Stephen Polk: Do you think we have already reached peak inflation, or do we still have higher to go?
David Kotok: Well, this is the very fascinating debate over the word transitory, which I’m not supposed to use anymore. I never thought transitory would become a four-letter word, but I guess it has. I’m not so sure inflation goes higher for a long period of time. It may be a temporary shock response. We see that in the history of pandemics from the very beginning, when you had the Pharoah and Moses, to the Peloponnesian War when Athens lost to Sparta because of a pandemic, to the seventeenth-century Italian city-states, right up to today. We had wage spikes because post-pandemic we had fewer people; then we saw new capital investment because you have to make up for the loss of the people. That raises productivity, and the inflation spike rolls over and subsides. The 1957 Asian flu pandemic reveals the pattern. In the US inflation rose in 1957 and 1958 and then subsided. By 1959 the inflation rate was flat.

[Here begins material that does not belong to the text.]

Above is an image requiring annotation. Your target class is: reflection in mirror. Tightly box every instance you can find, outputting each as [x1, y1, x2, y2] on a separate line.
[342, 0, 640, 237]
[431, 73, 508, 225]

There’s a study out of the Federal Reserve Bank of San Francisco that established that in the 19 recorded pandemics of the last 700 years the real interest rate fell after the shock, and recession or slowdown followed every single shock (“Longer-Run Economic Consequences of Pandemics.”) Are we going to have one now? We’ll find out, but history suggests inflation goes back down to a lower single-digit number, although it may take a while to get there. My own view is, 2.5–3.0% inflation probably when things settle down, and that’s a basis on which we are making some market projections. That means interest rates go above zero, but they don’t go back to 5 and 6 and 7%. It’s not going to happen so quickly. That’s my opinion. That and 50 cents gets you lousy used coffee at a Starbucks.